Unlike other cloaking devices that work by bending light around objects, this works by compressing the light passing through a fibre optical cable with a special lens that causes some to speed up and some to slow down.
This makes the waves divide and another lens a little further up the cable then causes the light to be put back together.
The result is light emerging from the end of the cable that appears to be unaltered which means for the space between the lenses things have or could have gone on - with no record of it occurring.
Professor Moti Fridman, of Cornell University in New York, and colleagues said a 'time hole' in the probe beam hides the occurrence of an event from the observer.
They said: ‘This approach is based on accelerating the front part of a probe light beam and slowing down its rear part to create a well controlled temporal gap - inside which an event occurs - such that the probe beam is not modified in any way by the event.
‘The probe beam is then restored to its original form by the reverse manipulation of the dispersion.  ‘In summary we have presented the first experimental demonstration of temporal cloaking that successfully hides an event from a probe beam in the time domain.
‘Our results represent a significant step towards obtaining a complete spatio-temporal cloaking device.’ Physicists have already found ways to make invisibility cloaks by distorting electromagnetic fields and steering light around a volume of space so that, essentially, anything inside this space is invisible.
Prof Fridman's researchers were able to take that idea a step further and cloak time.
They built a device that has two lenses called an electro-optic modulator. Next, they sent a beam of light through the lenses. The first lens compressed the light, while the second lens decompressed it, leaving a short gap or hole, in time where any event went unrecorded.
To the naked eye, light coming out of the second time-lens appeared uninterrupted, as if no distortion had occurred.
In essence, between the two lenses exists a space-time void that cloaks any changes occurring in the short amount of time it takes the light to pass through both lenses.
If coded messages could be hidden in a series of these cloaks it would be very difficult to intercept them - making for very secure communications.

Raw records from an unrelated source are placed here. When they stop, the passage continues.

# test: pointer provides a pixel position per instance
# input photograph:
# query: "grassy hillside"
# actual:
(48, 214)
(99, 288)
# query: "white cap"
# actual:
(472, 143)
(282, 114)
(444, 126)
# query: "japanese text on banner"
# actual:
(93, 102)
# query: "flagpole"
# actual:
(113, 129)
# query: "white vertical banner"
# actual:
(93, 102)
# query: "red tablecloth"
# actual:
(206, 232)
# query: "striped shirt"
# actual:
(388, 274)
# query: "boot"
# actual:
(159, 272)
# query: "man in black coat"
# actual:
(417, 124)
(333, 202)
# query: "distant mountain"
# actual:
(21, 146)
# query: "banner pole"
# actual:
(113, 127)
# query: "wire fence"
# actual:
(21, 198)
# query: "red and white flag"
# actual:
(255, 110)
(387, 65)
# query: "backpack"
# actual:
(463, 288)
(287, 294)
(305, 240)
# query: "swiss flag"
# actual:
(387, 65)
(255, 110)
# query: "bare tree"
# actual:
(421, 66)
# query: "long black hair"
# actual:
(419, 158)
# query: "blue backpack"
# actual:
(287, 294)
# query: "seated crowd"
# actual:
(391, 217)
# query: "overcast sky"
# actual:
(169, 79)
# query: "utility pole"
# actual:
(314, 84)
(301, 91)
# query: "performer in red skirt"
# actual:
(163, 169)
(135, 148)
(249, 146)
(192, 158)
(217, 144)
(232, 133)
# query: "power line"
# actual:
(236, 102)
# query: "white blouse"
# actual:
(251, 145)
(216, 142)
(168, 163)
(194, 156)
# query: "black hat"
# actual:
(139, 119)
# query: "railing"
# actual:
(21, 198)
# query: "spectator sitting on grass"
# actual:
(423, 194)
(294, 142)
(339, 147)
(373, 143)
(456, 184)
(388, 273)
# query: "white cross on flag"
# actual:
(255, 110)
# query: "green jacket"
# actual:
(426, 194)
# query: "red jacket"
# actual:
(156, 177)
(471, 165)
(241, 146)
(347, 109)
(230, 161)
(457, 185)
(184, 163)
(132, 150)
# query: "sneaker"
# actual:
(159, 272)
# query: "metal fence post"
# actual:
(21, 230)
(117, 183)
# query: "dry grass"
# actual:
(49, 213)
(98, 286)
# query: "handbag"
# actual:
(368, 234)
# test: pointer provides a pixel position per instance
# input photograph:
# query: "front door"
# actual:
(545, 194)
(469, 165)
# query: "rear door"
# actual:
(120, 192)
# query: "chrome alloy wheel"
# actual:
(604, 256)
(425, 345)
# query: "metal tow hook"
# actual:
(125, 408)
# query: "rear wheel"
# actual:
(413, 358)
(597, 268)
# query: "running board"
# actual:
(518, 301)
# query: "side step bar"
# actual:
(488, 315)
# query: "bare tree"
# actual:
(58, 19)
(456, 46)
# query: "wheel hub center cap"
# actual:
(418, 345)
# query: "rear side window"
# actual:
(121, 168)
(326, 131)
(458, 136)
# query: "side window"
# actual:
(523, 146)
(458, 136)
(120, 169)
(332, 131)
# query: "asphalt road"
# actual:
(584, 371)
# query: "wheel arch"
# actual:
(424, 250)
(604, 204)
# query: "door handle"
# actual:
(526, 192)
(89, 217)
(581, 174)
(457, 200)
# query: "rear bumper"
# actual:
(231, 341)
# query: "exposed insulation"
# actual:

On the other hand if such a hidden time lag could be made to pulse on and off it could be used to intercept data passing through without there being a record of it.
And if the technology could be expanded in theory you could step between two lenses and do anything you wish and it would never be recorded in time - for the rest of the world it would never have happened.
But the researchers whose breakthrough is reported in Nature don't expect the technique could ever produce a gap that lasts any longer than 0.00012 of a second - not nearly enough time to do anything worth hiding.